Approach 1: Raw, overwhelming, overt, direct action. Use this when the primary doubt about the action is "did you do it hard enough?" Or "Did you apply enough force?" Punch someone in the face, hold your position against a rushing crowd, shake off hypnotism, run or drive as fast as you can, smash something, cast a spell requiring raw power, such as a fireball, bark orders, or seduce someone with raw animal magnetism.

Approach 2: Everything related to trickery, deception, and underhanded tactics. Use this when the primary doubt is, "do they know the truth about what's happening here?" This is also used "defensively" to notice deceptions/tricks. Lie, sneak, hide, spread gossip without tracing it back to you, literally stab someone in the back, throw sand in their eyes, pick a pocket, misdirect attention, feint, spoof an IP address, almost every sort of social engineering, shake a tail, or spot an ambush before it happens.
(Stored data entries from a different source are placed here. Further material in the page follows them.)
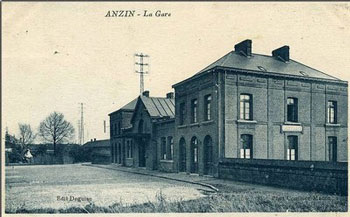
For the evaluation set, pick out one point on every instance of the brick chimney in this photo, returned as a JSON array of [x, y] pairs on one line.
[[145, 93], [281, 53], [170, 95], [244, 48]]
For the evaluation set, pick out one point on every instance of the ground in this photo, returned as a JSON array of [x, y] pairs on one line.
[[34, 187], [113, 189]]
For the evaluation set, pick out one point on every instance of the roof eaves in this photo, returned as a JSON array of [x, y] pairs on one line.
[[282, 75], [195, 76]]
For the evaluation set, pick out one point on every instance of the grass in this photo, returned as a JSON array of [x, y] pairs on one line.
[[240, 201]]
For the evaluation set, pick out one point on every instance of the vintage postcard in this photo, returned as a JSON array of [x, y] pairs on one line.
[[174, 108]]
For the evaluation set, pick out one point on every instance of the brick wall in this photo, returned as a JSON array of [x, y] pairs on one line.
[[302, 175]]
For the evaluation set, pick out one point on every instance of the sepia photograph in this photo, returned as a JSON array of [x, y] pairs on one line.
[[174, 108]]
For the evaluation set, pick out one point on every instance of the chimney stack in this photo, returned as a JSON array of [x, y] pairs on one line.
[[170, 95], [145, 93], [244, 48], [281, 53]]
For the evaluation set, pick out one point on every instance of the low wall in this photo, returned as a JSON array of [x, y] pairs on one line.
[[326, 177], [166, 166]]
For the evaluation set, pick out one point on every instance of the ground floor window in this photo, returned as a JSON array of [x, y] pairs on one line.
[[247, 146], [332, 143], [292, 150], [170, 148], [163, 148]]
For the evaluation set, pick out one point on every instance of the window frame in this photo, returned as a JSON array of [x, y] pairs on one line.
[[163, 148], [244, 153], [292, 152], [182, 113], [292, 110], [194, 111], [207, 107], [333, 148], [243, 104], [332, 119]]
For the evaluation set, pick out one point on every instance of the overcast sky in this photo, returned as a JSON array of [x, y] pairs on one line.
[[94, 62]]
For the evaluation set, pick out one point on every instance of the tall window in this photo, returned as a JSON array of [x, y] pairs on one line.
[[332, 143], [332, 112], [170, 148], [292, 109], [247, 146], [141, 128], [163, 148], [246, 107], [129, 149], [194, 107], [182, 113], [207, 107], [292, 150]]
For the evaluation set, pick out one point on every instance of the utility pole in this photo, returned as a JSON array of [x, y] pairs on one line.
[[82, 123], [141, 64]]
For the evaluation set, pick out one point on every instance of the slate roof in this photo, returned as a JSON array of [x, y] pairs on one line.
[[266, 64], [130, 106], [158, 107], [97, 144]]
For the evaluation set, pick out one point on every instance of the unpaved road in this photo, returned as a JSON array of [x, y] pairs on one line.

Approach 3: Caring, understanding, teamwork, inspiration, and empathy. This is the stat for helping people, understanding them, forging connections, and manipulating emotions, including your own. This helps you jump in front of your allies, treat their wounds, both physical and psychological, make new friends, inspire people to action, alter their emotions (for good or ill...this stat sounds "nice" but it's not necessarily), understand the motivation behind someone's actions, or break someone's will.

Approach 4: Decisiveness, initiative, drive, and timing. Now, to be clear, I don't mean "who goes first in combat?" Initiative, I mean the actual meaning of the word. This is the stat to roll when the doubt is regarding whether or not you act at the correct moment, or even act at all, rather than hesitating. Roll it to leap away from an attack or explosive, to follow through on a task that would be unpleasant (crawl through a tight tunnel with way to turn around, eat something gross offered to you by alien hosts, or murder someone that's helpless), fly a ship through a tight canyon, shake off doubt or worry, counterattack, rush a machine gun nest, get the upper hand in a pistols at ten paces kind of duel, or make a daring motorcycle jump.

Approach 5: Precision, exactness, and technique. This is the stat for tasks that require technical skill to pull off, for things that reward patience and proper execution. Unloading an entire clip to suppress an area is probably Approach 1, but taking a single well aimed sniper shot is this stat. This approach answers doubts such as, "did you do it properly?". Roll this to put together a broken robot, stab someone in their armor's weakspot, dismantle a trap without triggering it, leap between small platforms, climb a challenging surface, or make a logical argument.

So, that's it. Please, give me your thoughts on what you think these stats should be called. Any feedback at all will help.